Hadi Matar, 24 ans, arrive pour une mise en accusation au palais de justice du comté de Chautauqua à Mayville, New York, samedi 13 août 2022. Crédit: AFP

L’assaillant de Salman Rushdie, un jeune Américain d’origine libanaise, a été présenté à un juge de l’Etat de New York devant lequel il a plaidé « non coupable » de « tentative de meurtre au second degré » et d’« agression au second degré » sur la personne de Salman Rushdie (75 ans). Hadi Matar, 24 ans, est accusé d’avoir poignardé l’auteur – dont l’œuvre controversée a suscité des menaces de mort – lors d’une conférence débat qui se tenait ce vendredi 12 août dans un centre culturel de Chautauqua. La caution lui a été refusée par le tribunal et il a été placé en détention provisoire à la prison du comté de Chautauqua. selon Nathaniel Barone, son avocat commis d’office.

Hadi Matar « s’est montré très coopératif et communiquait ouvertement », mais il n’a pas évoqué plus de détails sur les raisons de son geste. Sa prochaine comparution devant le juge est prévue le vendredi 19 août prochain. L’homme, qui n’a pas d’antécédents judiciaires, risque jusqu’à 32 ans de prison s’il est reconnu coupable des deux chefs d’accusation.

Un geste prémédité

Hadi Matar a comparu en tenue rayée noire et blanche de détenu, menotté et masqué, lors d’une audience préliminaire devant un tribunal de Chautauqua, pour entendre l’énoncé des poursuites. Les procureurs ont estimé que l’attaque de vendredi était préméditée, avec l’intention de causer des blessures physiques.
A 75 ans, l’intellectuel a été poignardé au moins à dix reprises au cou et à l’abdomen. Selon les premiers éléments de l’enquête, Hadi Matar est arrivé à Chautauqua au moins un jour avant l’événement et a acheté un ticket d’entrée deux jours avant. Il est arrivé en bus et avait sur lui de l’argent liquide, des cartes Visa prépayées et de faux papiers d’identité. Pour les procureurs, ces éléments suffisent : il s’agissait d’une attaque ciblée, planifiée à l’avance.

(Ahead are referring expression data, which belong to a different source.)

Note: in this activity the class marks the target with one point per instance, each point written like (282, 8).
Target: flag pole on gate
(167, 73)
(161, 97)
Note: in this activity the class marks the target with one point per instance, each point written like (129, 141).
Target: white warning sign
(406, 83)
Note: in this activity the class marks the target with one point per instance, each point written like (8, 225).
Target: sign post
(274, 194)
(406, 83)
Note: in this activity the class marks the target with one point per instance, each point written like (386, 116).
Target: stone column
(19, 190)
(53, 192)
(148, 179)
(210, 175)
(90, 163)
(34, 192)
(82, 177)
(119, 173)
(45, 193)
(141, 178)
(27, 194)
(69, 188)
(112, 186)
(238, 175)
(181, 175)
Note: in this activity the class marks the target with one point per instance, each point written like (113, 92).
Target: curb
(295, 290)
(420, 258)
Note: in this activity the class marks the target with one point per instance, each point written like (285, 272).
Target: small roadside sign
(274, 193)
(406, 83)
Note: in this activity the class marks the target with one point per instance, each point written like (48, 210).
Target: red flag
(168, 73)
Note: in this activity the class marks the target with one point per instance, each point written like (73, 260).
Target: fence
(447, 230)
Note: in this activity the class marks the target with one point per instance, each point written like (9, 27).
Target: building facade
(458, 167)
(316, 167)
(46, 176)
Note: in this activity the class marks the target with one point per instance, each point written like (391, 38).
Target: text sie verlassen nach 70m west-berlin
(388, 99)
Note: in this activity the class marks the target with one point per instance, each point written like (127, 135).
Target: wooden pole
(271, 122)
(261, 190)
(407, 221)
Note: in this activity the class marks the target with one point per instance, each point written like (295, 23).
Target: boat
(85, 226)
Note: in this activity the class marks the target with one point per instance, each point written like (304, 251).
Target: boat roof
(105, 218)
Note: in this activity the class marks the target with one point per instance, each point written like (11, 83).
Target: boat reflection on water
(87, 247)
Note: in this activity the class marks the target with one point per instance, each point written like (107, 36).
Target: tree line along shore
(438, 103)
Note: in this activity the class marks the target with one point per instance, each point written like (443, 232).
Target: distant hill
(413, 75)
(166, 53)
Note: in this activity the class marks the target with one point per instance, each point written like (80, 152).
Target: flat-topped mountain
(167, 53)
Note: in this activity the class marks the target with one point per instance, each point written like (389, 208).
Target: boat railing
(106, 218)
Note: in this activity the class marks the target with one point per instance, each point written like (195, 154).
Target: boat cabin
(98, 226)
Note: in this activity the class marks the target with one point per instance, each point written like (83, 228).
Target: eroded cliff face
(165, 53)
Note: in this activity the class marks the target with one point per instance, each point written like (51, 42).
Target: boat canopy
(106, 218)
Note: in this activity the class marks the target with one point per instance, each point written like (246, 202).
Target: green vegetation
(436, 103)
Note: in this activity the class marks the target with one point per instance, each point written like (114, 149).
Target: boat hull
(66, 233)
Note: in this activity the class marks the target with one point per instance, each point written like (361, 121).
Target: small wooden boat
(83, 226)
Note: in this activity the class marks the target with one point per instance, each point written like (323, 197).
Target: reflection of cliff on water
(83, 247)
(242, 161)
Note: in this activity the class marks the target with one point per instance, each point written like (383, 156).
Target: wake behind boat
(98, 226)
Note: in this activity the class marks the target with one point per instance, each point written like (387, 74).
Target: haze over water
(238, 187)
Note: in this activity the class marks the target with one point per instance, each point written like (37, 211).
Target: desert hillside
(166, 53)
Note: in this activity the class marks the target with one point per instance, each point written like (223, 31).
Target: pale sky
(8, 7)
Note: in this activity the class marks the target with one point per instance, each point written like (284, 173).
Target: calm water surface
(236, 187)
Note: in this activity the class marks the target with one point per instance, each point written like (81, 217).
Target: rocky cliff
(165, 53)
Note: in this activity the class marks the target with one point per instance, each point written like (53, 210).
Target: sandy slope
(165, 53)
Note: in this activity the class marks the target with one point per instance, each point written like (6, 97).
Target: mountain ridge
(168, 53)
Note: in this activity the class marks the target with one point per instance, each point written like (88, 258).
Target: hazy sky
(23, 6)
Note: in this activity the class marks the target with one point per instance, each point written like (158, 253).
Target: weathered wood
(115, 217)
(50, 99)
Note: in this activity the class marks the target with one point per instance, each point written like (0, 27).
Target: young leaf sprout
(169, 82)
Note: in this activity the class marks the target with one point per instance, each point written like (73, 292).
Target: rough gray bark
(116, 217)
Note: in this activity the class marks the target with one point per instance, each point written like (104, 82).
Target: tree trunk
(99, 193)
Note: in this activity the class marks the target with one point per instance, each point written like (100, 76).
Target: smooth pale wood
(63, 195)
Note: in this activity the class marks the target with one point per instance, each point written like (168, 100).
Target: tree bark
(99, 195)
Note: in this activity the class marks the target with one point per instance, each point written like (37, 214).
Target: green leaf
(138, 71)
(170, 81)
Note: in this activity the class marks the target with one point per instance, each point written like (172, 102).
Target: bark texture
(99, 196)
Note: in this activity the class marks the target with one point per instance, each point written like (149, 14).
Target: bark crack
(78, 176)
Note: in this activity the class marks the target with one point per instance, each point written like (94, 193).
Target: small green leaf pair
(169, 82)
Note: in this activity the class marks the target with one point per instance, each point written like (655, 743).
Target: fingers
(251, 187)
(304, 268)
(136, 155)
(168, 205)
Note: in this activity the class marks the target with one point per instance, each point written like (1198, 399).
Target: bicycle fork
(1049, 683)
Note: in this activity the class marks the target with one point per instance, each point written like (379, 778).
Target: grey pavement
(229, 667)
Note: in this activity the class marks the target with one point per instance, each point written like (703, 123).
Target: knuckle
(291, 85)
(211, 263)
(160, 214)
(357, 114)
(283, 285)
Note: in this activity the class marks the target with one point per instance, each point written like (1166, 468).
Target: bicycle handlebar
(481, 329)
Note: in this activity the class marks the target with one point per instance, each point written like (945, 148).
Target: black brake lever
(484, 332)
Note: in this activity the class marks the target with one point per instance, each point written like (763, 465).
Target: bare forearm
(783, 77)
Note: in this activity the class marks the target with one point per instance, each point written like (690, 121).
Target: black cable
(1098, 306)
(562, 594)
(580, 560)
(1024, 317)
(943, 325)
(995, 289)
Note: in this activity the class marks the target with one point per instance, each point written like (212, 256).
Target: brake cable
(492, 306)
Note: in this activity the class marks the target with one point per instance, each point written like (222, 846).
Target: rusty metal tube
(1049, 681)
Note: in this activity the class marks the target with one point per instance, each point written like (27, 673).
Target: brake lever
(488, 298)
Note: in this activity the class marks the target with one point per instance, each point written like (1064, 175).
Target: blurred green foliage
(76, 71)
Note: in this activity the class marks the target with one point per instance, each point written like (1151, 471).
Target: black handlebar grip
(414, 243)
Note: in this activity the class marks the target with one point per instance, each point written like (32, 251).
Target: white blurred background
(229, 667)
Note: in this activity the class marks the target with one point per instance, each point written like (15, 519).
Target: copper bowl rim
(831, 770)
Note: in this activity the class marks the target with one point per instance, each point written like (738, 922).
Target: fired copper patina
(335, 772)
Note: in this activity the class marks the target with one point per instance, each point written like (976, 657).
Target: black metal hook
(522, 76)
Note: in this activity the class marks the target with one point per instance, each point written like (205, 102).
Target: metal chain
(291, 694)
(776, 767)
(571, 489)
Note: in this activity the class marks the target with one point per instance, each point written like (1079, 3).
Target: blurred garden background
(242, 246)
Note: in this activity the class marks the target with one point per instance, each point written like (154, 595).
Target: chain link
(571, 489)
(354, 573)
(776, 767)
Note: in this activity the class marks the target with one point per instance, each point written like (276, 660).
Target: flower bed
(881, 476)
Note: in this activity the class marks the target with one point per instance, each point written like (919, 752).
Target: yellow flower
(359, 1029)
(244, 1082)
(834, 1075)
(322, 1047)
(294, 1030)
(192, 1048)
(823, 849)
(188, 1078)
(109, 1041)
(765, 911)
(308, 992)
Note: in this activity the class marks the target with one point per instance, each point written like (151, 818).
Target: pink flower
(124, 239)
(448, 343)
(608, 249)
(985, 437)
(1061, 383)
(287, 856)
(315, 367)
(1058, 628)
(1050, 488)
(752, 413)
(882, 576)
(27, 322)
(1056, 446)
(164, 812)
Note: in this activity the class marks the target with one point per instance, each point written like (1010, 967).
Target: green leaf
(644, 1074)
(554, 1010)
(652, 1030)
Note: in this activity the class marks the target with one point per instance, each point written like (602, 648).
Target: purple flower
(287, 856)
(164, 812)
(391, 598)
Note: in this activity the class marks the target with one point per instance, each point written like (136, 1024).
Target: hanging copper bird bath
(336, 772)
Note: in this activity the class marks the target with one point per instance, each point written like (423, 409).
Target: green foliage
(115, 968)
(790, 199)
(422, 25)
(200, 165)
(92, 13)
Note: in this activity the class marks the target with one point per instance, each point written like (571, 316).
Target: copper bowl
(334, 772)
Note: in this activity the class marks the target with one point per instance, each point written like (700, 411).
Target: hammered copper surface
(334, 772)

Le mobile n’étant toujours pas connu et Salman Rushdie ayant la double nationalité britannique et américaine,  le FBI a déclaré « travailler activement avec les autorités locales, mais aussi avec des partenaires internationaux, notamment au Royaume-Uni, pour fournir des ressources supplémentaires à l’enquête ».

Une sécurité défaillante

À la suite de l’attaque, des questions ont été soulevées quant aux mesures de sécurité – ou à leur absence – prises par l’institution hôte, située dans une zone rurale, au sud de Buffalo, dans l’Etat de New York. La direction du centre culturel a déclaré avoir rejeté les recommandations de mesures de sécurité de base, notamment les fouilles, le contrôle des sacs et les détecteurs de métaux, craignant que cela ne crée un fossé entre l’orateur et son public. La direction craignait également que cela ne change la philosophie d’ouverture de l’institution.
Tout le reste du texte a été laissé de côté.